Puri: Cyclonic storm Fani that made a landfall on Odisha coast May 3 has taken a heavy toll on the growth of Olive Ridley sea turtle population.
This year, only 30,922 baby turtles hatched out from 75,236 Olive Ridley eggs at five hatcheries in the district coast here, said sources in the Forest department.
“This year, baby turtles hatched out from only 41 per cent of the Olive Ridley eggs at our five hatcheries. This is the lowest figure in last five years,” said a source in the Forest department.
Thousands of Olive Ridley sea turtles usually congregate at Devi estuary area in Puri district once in a year to lay eggs.
The sea turtles usually gather within 10 km off the coast within the month of November and May every year.
Soon after the mating season, Olive Ridleys come to the shore and lay up to 120 eggs each by digging holes.
To provide a safe breeding to the sea turtles, the state government puts restrictions on fishing through mechanised boats and trawlers within 10 km from the coast from November 1 to May 31.
In order to save the eggs from animals and birds like jackals, hyenas, dogs and crows, the Forest department usually opens a few artificial hatcheries on Puri coast. Moreover, the Forest department employees usually collect turtle eggs from the nests and transport them to artificial hatcheries. Once the hatching process is over, the employees release the baby turtles to sea.
This year too, the Forest department had set up five hatcheries at Kahnarpur, Chandrabhaga, Gangadevi, Daluakani and Nuanai area on the Puri coast to hatch turtle eggs.
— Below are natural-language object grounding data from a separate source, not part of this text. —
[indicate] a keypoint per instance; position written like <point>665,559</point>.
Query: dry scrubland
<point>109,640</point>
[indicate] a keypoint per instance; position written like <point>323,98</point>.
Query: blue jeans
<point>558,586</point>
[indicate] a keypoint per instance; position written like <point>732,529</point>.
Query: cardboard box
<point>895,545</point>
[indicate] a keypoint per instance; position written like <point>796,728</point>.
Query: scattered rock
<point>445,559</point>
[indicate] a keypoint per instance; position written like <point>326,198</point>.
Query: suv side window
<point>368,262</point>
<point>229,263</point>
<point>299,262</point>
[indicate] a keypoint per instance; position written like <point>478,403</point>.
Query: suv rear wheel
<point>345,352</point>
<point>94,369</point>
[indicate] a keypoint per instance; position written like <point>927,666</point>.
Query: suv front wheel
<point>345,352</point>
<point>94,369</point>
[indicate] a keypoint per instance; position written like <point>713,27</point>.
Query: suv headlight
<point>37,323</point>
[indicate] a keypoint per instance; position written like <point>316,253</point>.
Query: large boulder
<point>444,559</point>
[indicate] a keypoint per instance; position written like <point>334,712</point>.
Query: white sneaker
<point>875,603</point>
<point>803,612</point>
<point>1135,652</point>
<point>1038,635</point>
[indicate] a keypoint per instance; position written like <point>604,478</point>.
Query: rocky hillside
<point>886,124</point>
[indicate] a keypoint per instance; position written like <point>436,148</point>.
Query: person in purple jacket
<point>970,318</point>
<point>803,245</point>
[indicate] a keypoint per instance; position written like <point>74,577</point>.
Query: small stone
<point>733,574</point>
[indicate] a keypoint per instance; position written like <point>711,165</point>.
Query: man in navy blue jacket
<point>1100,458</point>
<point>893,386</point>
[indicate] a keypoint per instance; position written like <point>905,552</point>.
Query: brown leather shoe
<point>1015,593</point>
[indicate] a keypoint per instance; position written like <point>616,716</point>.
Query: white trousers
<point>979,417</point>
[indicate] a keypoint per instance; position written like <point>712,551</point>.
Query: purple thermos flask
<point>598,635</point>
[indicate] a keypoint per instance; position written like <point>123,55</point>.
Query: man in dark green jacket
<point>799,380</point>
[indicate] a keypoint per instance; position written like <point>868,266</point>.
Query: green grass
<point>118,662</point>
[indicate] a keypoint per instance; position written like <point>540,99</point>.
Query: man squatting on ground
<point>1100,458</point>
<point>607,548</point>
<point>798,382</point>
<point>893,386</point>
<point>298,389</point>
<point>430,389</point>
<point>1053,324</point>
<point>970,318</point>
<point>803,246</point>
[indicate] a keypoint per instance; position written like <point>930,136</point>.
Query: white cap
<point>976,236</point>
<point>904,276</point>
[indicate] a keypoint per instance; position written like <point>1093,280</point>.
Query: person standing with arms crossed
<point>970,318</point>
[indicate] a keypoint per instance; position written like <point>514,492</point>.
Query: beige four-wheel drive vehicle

The Forest department employees had collected altogether 75,236 eggs from 804 nests and kept them at the hatcheries. It was expected that the eggs would hatch by June first week, sources said.
However the summer storm had ravaged the hatcheries and damaged thousands of Olive Ridley eggs.
“The eggs could not get the required temperature to hatch. So, around 60 per cent of the eggs got damaged at the hatcheries,” said the source.
As per available data, Forest department employees had collected 95,957 Olive Ridley eggs in 2014-15. However, baby turtles hatched out from 79,289 (82 per cent) eggs.
Similarly, the Forest department had collected 45,818 eggs in 2015-16. Baby turtles hatched out from 40,500 (88 per cent) eggs.
In 2016-17, altogether 88,218 eggs were collected and kept in the hatcheries. However, baby turtles hatched from 81,344 (92 per cent) eggs.
The data claimed that Forest department employees had collected altogether 84,132 Olive Ridley eggs in 2017-18. Baby turtles hatched from 72,314 (85 per cent) eggs.
Assistant conservator of forests (ACF) Rabindra Kumar Mahapatra said they had taken several steps to protect turtle eggs at Kahnarpur hatchery.
“We had covered the hatchery with polythene sheets and a thick layer of sand. Many baby turtles hatched out at the hatchery,” Mahapatra added.